Re: could not truncate directory "pg_serial": apparent wraparound

От
"Kevin Grittner"
Дата:
Heikki Linnakangas <heikki.linnakangas@enterprisedb.com> wrote:
> I've committed your patch for now.
Thanks!
I don't see it yet on the public git repo, nor on the -commiters
list.  I'll keep an eye out for it.
> as far as I can see it's harmless except for the small waste of 
> disk space.
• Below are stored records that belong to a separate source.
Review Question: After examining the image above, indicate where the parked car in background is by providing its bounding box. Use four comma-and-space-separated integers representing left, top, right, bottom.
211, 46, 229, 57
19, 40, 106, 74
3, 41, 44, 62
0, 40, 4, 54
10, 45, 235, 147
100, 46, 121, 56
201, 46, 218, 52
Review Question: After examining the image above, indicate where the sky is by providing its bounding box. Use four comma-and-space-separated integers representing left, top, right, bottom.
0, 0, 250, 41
We probably want to revisit this later, maybe still
> for 9.1 or maybe not, but for now I just put in a comment about
> it.
I'm inclined to think it's not worth the trouble to revisit it.  At
most it would be one segment.  In fact, in line with your desire to
flush the SLRU pages so they're useful for debugging, we could call
this a feature -- it provides a quick way to check the date and time
of the last need for SLRU summarization.  I can see that being a
useful piece of information for forensics.
-Kevin


Re: could not truncate directory "pg_serial": apparent wraparound

От
Heikki Linnakangas
Дата:
On 09.06.2011 21:15, Kevin Grittner wrote:
> Heikki Linnakangas<heikki.linnakangas@enterprisedb.com>  wrote:
>
>> I've committed your patch for now.
>
> Thanks!
>
> I don't see it yet on the public git repo, nor on the -commiters
> list.  I'll keep an eye out for it.

Oh, rats! Forgot to push.. Will do so now.

--   Heikki Linnakangas  EnterpriseDB   http://www.enterprisedb.com


Re: could not truncate directory "pg_serial": apparent wraparound

От
"Kevin Grittner"
Дата:
Heikki Linnakangas <heikki.linnakangas@enterprisedb.com> wrote:
> I also fixed the broken warning logic. Please double-check that
> too when you get a chance.
As usual, I like your code better than mine.  I don't think my code
was broken in the sense that it would generate different results
than yours, but it was too clever by half, and depended on knowledge
that a TransactionId is 32 bits.  Yours is more tolerant of changes
to implementation details, and much easier to read and understand.
While I'm *pretty sure* my code for this worked, I am *positive*
that yours does.  :-)
Thanks again.
-Kevin